Socios de Salud in Lima, 2011
Ada's account of her daily work in community-based Directly-Observed Therapy, Short-Course (DOTS) illustrates the complexity of TB and its treatment.  For decades, the Peruvian government struggled to deal with the growing TB epidemic because of their simplistic, top-down approach. Not only did treatments fail in more than half of cases—many patients that failed to complete their treatment regimens developed cases of Multi-Drug Resistant TB (MDR-TB).  Fortunately, in 1994, the not-for-profit organization Socios en Salud (the Peruvian sister organization of Paul Farmer, Jim Yong Kim, and Ophelia Dahl’s Partners in Health) began to offer assistance to Peru’s Ministry of Health, based on their experience of successful community-based TB treatment in rural Haiti.  Socios first worked with poor residents of Lima’s shanty towns to conduct community surveys, which revealed many of the aforementioned social barriers to effective treatment.  The organization then began to train community health promoters in DOTS, and design individualized treatment plans for MDR-TB patients to help surmount these barriers.  These initiatives were highly successful, and went on to revolutionize TB treatment in Peru and around the world. 

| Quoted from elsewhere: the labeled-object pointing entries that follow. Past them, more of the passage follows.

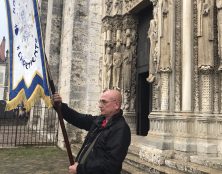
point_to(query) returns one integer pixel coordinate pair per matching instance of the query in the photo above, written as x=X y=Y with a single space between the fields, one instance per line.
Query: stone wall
x=79 y=82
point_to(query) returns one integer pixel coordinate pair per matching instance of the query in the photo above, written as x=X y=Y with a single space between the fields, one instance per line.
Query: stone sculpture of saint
x=117 y=62
x=107 y=68
x=219 y=25
x=205 y=33
x=118 y=7
x=108 y=7
x=152 y=35
x=127 y=60
x=165 y=35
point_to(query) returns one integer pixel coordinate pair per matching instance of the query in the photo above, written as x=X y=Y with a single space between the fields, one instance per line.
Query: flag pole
x=61 y=121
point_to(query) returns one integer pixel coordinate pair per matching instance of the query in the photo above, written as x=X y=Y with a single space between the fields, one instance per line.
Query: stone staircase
x=134 y=165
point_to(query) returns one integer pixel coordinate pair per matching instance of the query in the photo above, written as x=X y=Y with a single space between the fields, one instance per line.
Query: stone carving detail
x=153 y=36
x=117 y=62
x=205 y=33
x=165 y=35
x=107 y=64
x=164 y=91
x=118 y=7
x=206 y=93
x=219 y=24
x=129 y=56
x=108 y=7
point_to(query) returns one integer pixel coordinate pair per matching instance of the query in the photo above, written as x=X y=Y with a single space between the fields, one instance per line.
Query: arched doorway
x=143 y=92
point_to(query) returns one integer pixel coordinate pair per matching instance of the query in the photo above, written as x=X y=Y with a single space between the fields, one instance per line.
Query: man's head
x=110 y=103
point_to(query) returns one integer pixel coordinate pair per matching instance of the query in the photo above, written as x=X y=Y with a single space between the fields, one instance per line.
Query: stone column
x=107 y=55
x=187 y=42
x=129 y=70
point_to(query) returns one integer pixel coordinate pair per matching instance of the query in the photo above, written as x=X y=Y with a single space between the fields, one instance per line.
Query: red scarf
x=104 y=122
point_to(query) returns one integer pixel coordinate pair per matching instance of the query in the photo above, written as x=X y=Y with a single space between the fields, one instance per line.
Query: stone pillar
x=108 y=53
x=187 y=42
x=129 y=70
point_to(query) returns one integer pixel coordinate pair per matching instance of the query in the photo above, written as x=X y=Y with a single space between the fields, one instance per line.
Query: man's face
x=108 y=104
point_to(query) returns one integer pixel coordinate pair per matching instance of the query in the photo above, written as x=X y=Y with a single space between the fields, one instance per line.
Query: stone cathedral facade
x=173 y=47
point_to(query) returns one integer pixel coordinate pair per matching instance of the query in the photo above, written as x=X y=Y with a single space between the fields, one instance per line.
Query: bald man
x=106 y=144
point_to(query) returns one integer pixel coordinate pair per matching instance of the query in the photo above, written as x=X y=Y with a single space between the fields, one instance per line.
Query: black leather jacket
x=111 y=146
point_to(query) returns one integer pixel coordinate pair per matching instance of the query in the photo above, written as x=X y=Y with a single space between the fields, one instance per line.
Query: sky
x=3 y=23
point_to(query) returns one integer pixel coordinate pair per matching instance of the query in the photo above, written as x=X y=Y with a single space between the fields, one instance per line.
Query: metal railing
x=39 y=127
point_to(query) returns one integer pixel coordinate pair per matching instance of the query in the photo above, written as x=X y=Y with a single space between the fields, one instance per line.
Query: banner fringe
x=37 y=94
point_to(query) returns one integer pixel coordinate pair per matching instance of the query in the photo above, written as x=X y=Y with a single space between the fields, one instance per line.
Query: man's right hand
x=56 y=99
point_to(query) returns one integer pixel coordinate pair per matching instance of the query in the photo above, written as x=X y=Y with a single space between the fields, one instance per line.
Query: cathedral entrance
x=143 y=92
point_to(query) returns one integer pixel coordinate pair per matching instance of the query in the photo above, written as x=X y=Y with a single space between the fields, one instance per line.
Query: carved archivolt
x=119 y=55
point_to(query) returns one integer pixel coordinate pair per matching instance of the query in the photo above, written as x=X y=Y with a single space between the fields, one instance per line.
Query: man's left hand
x=73 y=168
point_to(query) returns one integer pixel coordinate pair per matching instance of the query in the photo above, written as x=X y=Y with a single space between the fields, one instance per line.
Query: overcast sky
x=3 y=22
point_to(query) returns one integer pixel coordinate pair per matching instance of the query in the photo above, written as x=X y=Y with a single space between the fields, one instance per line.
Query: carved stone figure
x=117 y=62
x=107 y=68
x=127 y=59
x=219 y=24
x=165 y=24
x=205 y=33
x=108 y=7
x=152 y=35
x=118 y=7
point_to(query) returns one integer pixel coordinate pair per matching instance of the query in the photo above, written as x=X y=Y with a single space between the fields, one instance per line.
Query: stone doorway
x=143 y=104
x=143 y=93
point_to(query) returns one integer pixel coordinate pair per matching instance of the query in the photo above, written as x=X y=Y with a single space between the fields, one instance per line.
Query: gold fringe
x=36 y=95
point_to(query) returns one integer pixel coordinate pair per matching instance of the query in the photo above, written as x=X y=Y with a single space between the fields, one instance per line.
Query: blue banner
x=28 y=80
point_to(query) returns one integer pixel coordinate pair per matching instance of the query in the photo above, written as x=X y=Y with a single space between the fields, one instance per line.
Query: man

The history of TB treatment in Peru, along with Ada’s account of her experience as a community health promoter, serve as important reminders that complicated solutions do not work for complex problems in international development.  When the Peruvian government and the WHO relied on best practices in TB treatment, they were unsuccessful in treating patients who faced more significant social challenges, and they were unable to respond to the unexpected emergence of MDR-TB.  It was Socios en Salud’s innovation that finally led to a solution for outlying cases.  Furthermore, Socios proved that treatment must be holistic, considering an array of medical and social factors that lead to sickness and impede treatment. They also demonstrated the importance of approaching complex problems from the bottom-up, treating cases on an individual basis so that people do not fall through the cracks of a large, impersonal health system.  And finally, they showed us that TB treatment requires constant attention and monitoring, because people’s lives and health are always in flux. Community health promoters must constantly collect information about their patients and their environments, in order to respond effectively to their situation and determine an appropriate course of treatment.  These lessons in solving complex problems are crucial for international development practitioners to understand, and they will stay with me as I continue to work in this field.